Capítulo 5

Tranqüilo e coberto de neve

Entre 7:00 e 8:00 da noite

Ao menos a cama era um pouco mais macia do que o chão. Ela sentou-se com as costas encostadas na parede.

A neve, apesar que continuar entrando pela janela, não os alcançava. Mas o frio que ela trazia, sim.

Como ela podia reclamar? Harry, Ronny, Gina e todos os outros estavam lá fora lutando por suas vidas. Seria um milagre se qualquer um deles sobrevivesse.

Quais deles ainda estariam vivos quando tudo isso terminasse? Não muitos se Voldemort saísse vitorioso. Harry certamente estaria morto...

Ela se afundou em pensamentos mórbidos, aterrorizada em pensar quão facilmente eles poderiam se transformar em realidade.

E o professor Dumbledore? Ele podia ser um bruxo muito poderoso, mas também era muito velho. Ela havia percebido que ele parecia cada dia mais cansado. Ela não duvidava que ele tivesse poder suficiente para bloquear os ataques de Voldemort, mas teria ele a energia necessária?

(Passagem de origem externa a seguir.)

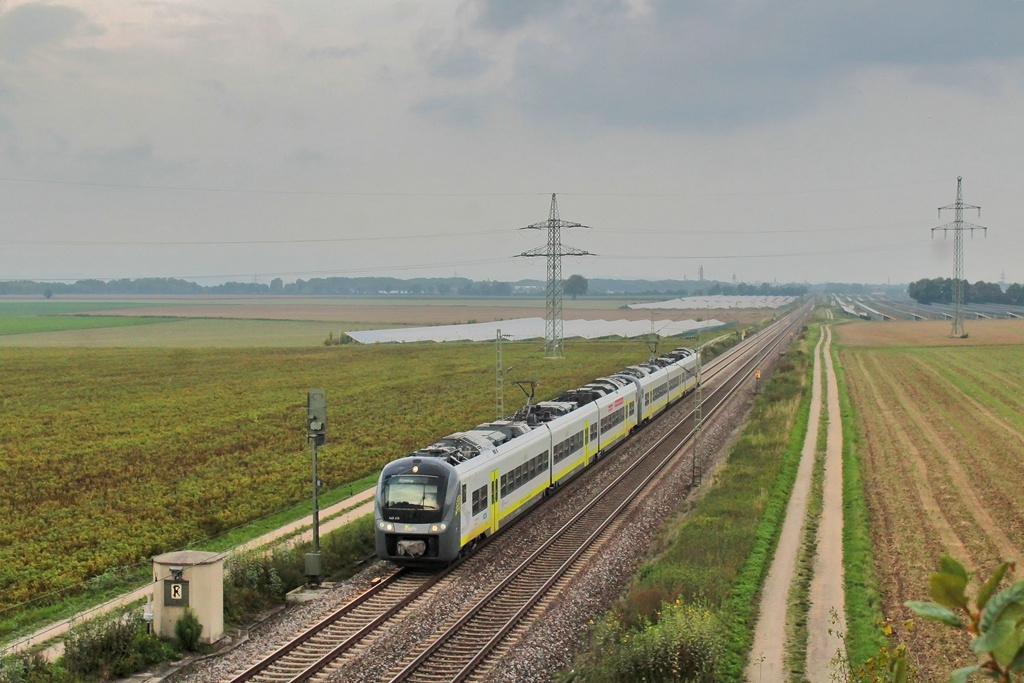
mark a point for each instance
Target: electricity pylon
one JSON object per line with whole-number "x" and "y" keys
{"x": 957, "y": 227}
{"x": 554, "y": 250}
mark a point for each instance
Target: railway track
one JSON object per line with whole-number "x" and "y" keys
{"x": 461, "y": 650}
{"x": 315, "y": 648}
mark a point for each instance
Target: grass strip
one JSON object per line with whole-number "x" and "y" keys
{"x": 799, "y": 599}
{"x": 863, "y": 604}
{"x": 707, "y": 554}
{"x": 741, "y": 606}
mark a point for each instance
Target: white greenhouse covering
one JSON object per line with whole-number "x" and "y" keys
{"x": 531, "y": 328}
{"x": 719, "y": 302}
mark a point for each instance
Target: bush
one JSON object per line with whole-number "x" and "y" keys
{"x": 31, "y": 668}
{"x": 188, "y": 630}
{"x": 255, "y": 582}
{"x": 685, "y": 644}
{"x": 113, "y": 648}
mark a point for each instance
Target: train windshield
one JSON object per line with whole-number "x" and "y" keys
{"x": 412, "y": 492}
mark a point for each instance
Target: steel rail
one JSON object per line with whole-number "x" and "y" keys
{"x": 745, "y": 368}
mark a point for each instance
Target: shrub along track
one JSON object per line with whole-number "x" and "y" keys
{"x": 781, "y": 331}
{"x": 825, "y": 594}
{"x": 942, "y": 438}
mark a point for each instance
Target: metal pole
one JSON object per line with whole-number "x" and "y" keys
{"x": 315, "y": 501}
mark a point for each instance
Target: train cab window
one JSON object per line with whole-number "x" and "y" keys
{"x": 479, "y": 500}
{"x": 412, "y": 492}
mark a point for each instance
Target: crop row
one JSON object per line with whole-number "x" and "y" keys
{"x": 111, "y": 456}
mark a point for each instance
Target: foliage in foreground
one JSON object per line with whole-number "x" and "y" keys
{"x": 717, "y": 556}
{"x": 995, "y": 621}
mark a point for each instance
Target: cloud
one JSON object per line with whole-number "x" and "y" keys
{"x": 133, "y": 163}
{"x": 336, "y": 53}
{"x": 459, "y": 62}
{"x": 458, "y": 111}
{"x": 28, "y": 27}
{"x": 307, "y": 158}
{"x": 716, "y": 63}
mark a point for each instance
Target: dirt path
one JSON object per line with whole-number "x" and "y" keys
{"x": 826, "y": 616}
{"x": 767, "y": 653}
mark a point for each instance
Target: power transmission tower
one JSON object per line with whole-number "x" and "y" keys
{"x": 554, "y": 250}
{"x": 957, "y": 227}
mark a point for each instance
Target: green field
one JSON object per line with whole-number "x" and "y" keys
{"x": 24, "y": 317}
{"x": 177, "y": 333}
{"x": 114, "y": 455}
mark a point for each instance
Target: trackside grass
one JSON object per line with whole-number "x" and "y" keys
{"x": 113, "y": 456}
{"x": 863, "y": 606}
{"x": 698, "y": 596}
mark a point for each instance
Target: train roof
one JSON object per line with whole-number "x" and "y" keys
{"x": 460, "y": 446}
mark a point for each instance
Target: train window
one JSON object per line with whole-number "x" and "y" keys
{"x": 479, "y": 500}
{"x": 412, "y": 492}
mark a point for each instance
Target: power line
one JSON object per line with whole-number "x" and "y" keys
{"x": 185, "y": 243}
{"x": 957, "y": 227}
{"x": 554, "y": 251}
{"x": 250, "y": 190}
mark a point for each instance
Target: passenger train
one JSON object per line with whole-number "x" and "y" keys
{"x": 438, "y": 503}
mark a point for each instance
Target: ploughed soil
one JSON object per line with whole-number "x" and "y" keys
{"x": 942, "y": 438}
{"x": 930, "y": 333}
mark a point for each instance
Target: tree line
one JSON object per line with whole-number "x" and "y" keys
{"x": 574, "y": 286}
{"x": 940, "y": 290}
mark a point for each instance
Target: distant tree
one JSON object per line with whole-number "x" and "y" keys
{"x": 576, "y": 286}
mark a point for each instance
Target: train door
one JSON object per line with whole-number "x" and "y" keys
{"x": 495, "y": 501}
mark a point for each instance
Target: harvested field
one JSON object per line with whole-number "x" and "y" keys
{"x": 930, "y": 333}
{"x": 942, "y": 435}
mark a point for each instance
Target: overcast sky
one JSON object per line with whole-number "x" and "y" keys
{"x": 781, "y": 140}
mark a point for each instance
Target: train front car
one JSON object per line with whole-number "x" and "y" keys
{"x": 417, "y": 512}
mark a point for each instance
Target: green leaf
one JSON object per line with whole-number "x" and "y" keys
{"x": 999, "y": 602}
{"x": 949, "y": 565}
{"x": 899, "y": 671}
{"x": 947, "y": 589}
{"x": 961, "y": 675}
{"x": 936, "y": 612}
{"x": 993, "y": 637}
{"x": 1017, "y": 666}
{"x": 993, "y": 583}
{"x": 1007, "y": 649}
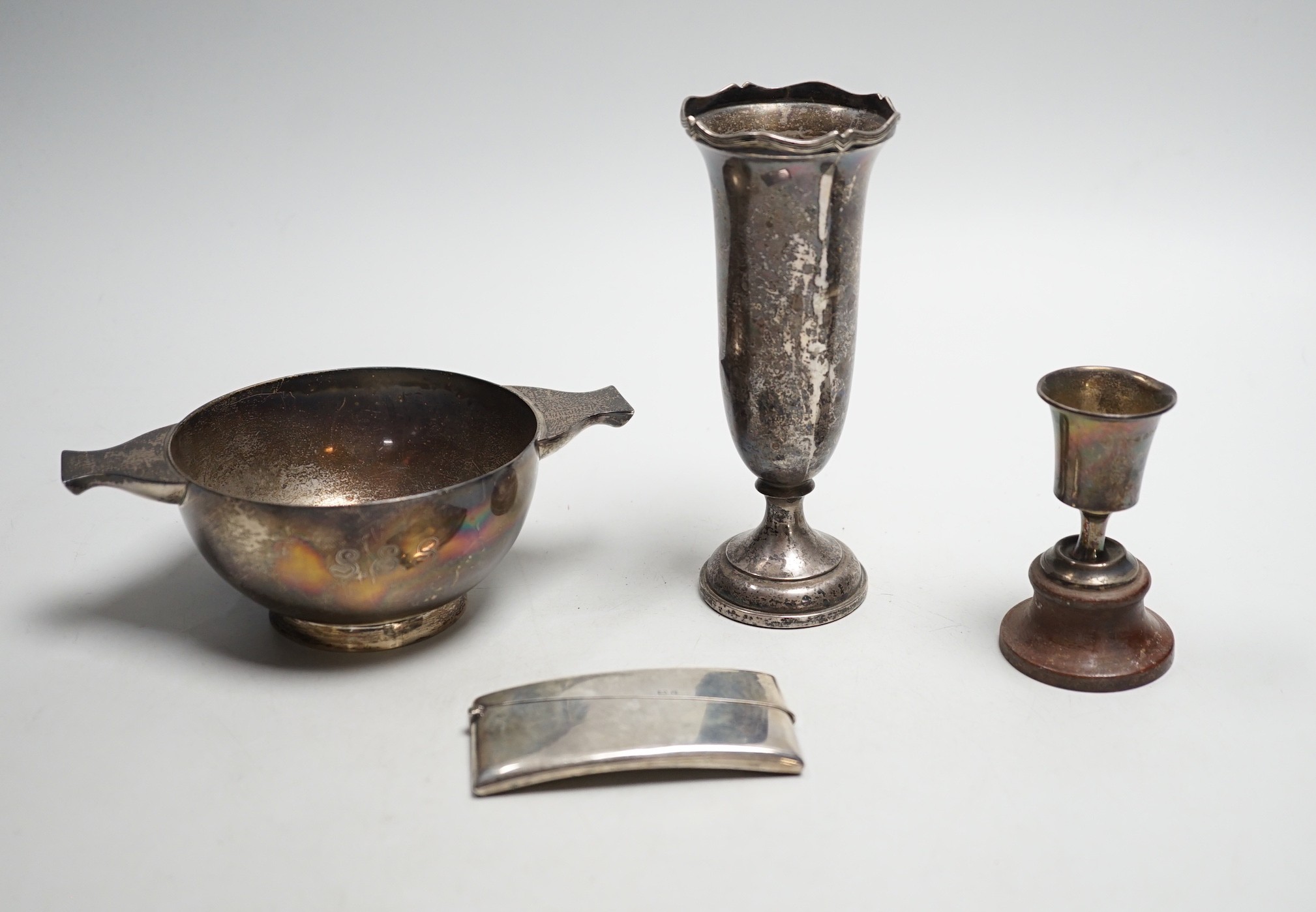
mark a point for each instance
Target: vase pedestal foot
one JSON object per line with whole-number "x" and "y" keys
{"x": 782, "y": 603}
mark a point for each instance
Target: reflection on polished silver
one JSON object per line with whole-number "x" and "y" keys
{"x": 358, "y": 506}
{"x": 790, "y": 172}
{"x": 661, "y": 719}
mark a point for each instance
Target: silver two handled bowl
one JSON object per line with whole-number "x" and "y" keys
{"x": 358, "y": 506}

Ela não podia imaginar um mundo sem Dumbledore.

Ou Harry.

Ou qualquer um de seus amigos...

...mas se Voldemort ganhasse ela não estaria viva para ver o mundo sem Harry ou Ronny...

"Professor, porque eles não me mataram?"

Ele estava sentado de frente para ela, na ponta da cama, suas mãos sustentando a cabeça. Ao ouvir a pergunta dela ele se ajeitou na cama e levantou os olhos.

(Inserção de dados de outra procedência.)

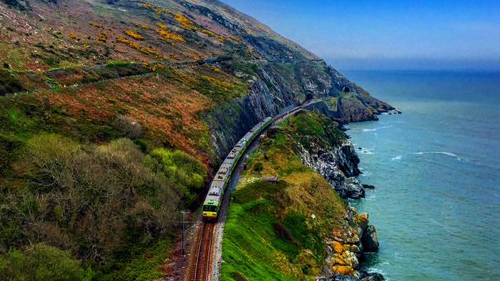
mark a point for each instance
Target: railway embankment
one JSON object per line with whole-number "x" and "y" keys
{"x": 299, "y": 227}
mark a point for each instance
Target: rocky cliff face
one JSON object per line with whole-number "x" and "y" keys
{"x": 339, "y": 165}
{"x": 332, "y": 155}
{"x": 78, "y": 37}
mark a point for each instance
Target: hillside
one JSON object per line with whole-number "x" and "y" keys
{"x": 297, "y": 228}
{"x": 115, "y": 114}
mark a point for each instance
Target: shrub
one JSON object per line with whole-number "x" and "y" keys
{"x": 128, "y": 126}
{"x": 180, "y": 168}
{"x": 100, "y": 202}
{"x": 9, "y": 84}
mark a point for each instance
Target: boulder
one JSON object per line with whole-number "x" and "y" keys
{"x": 351, "y": 188}
{"x": 369, "y": 239}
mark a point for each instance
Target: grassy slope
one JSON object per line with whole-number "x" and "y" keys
{"x": 270, "y": 232}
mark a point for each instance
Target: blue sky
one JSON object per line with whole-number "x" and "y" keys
{"x": 375, "y": 34}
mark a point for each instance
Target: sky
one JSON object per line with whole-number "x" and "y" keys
{"x": 388, "y": 34}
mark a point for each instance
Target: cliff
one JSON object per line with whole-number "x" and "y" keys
{"x": 172, "y": 85}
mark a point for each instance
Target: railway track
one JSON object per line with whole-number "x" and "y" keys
{"x": 202, "y": 254}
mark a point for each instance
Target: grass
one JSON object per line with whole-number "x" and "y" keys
{"x": 271, "y": 233}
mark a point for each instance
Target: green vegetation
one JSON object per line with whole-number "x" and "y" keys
{"x": 9, "y": 84}
{"x": 179, "y": 168}
{"x": 108, "y": 205}
{"x": 42, "y": 262}
{"x": 275, "y": 231}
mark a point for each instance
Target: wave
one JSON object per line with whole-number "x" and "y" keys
{"x": 367, "y": 151}
{"x": 376, "y": 129}
{"x": 446, "y": 153}
{"x": 442, "y": 153}
{"x": 399, "y": 157}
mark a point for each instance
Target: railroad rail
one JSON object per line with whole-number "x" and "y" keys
{"x": 202, "y": 253}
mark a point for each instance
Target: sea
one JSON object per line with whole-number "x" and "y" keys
{"x": 436, "y": 168}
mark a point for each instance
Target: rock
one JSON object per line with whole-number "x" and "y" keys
{"x": 363, "y": 221}
{"x": 344, "y": 270}
{"x": 337, "y": 246}
{"x": 351, "y": 188}
{"x": 368, "y": 186}
{"x": 369, "y": 239}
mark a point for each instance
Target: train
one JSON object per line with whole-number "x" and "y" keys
{"x": 213, "y": 201}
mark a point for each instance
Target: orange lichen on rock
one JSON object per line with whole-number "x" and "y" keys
{"x": 137, "y": 46}
{"x": 168, "y": 111}
{"x": 143, "y": 26}
{"x": 134, "y": 35}
{"x": 167, "y": 35}
{"x": 184, "y": 21}
{"x": 337, "y": 247}
{"x": 344, "y": 270}
{"x": 218, "y": 83}
{"x": 102, "y": 37}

"Eu acredito que eles tinham ordens para trazê-la viva como uma precaução extra. Se a batalha não terminar como o Lorde das Trevas planejou ele terá você para barganhar."

Ela engoliu o líquido amargo que surgiu em sua garganta.

"Você quer dizer que ele me manterá como refém para chegar ao Harry?"

"Se ele precisar, sim"

"Mas isso não pode acontecer! Harry não pode se preocupar comigo. Ele tem que fazer o que for preciso para vencer, eu sou dispensável."

"Você sabe que Potter não pensaria assim. Vocês são muito próximos, eu creio."

"Ele é meu melhor amigo, e eu me orgulho de dizer isso. Mas eu não deveria nem ser considerada quando há tanto em jogo. Eu estou tão furiosa comigo mesma por ter sido pega tão rápido. Eu fui tão idiota!"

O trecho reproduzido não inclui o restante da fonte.